Cecilia Charlton, Mammoth loop

9 Oct 2021 — 26 Feb 2022
Free & open to all
SPACE Ilford

Exhibition extended until Saturday 26 February.

Gallery open Wednesdays 11am – 5pm, Saturdays 11am – 3pm

An exhibition of textiles co-created with local people exploring Ilford’s rich history, from Roman and Iron age artefacts and the pre-historic mammoth skull discovered in 1864. 

Throughout July and August 2021, Redbridge residents took part in a series of textile-themed workshops, experimenting with a range of techniques such as bargello needlepoint, crewel embroidery, cross-stitch embroidery and different fabric dyeing methods. 

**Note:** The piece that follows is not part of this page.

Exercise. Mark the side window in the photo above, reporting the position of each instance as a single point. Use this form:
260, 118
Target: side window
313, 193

The works created are now on show in the gallery, united into large-scale quilted artworks as a physical manifestation of the social connections made during the time sewing together.

Sponsored by Mercers’ Charitable Foundation.

Cecilia Charlton (b. 1985) is a London-based American artist. She creates technicolour, highly-patterned textile works that question notions of medium by bringing together traditions of painting, craft, abstraction and folk art. Aesthetically revolving around formal references to abstraction, the works’ titles often reveal autobiographical content, such as issues of mortality, sexuality, family relationships and mental health.

Charlton received a BFA Painting in 2015 from Hunter College in NYC and an MA Painting from the Royal College of Art in 2018. She has exhibited in the UK and internationally and recent exhibitions include: Aurora, Candida Stevens Gallery, 2020 (solo); London Art Far: Platform, Candida Stevens Gallery, 2021; Parade, curated by Kris Day, Broadway Gallery, UK, 2019; Tender Touches, curated by Ines Neto dos Santos and Huma Kabakci of Open Space Contemporary, AMP Gallery, London, 2019; Lifeline as Medium, 532 Gallery, NYC, 2018; SURGE: The Eastwing Biennial, Courtauld Institute, London, 2018; Rogue Objects, curated by spaceship, University College London, 2018. Awards include the Jerwood Makers Open 2021, Fulbright UK Scholarship in 2015 (shortlisted), and the Ellen Battel Stockel Fellowship as part of the Yale University Norfolk Residency in 2014.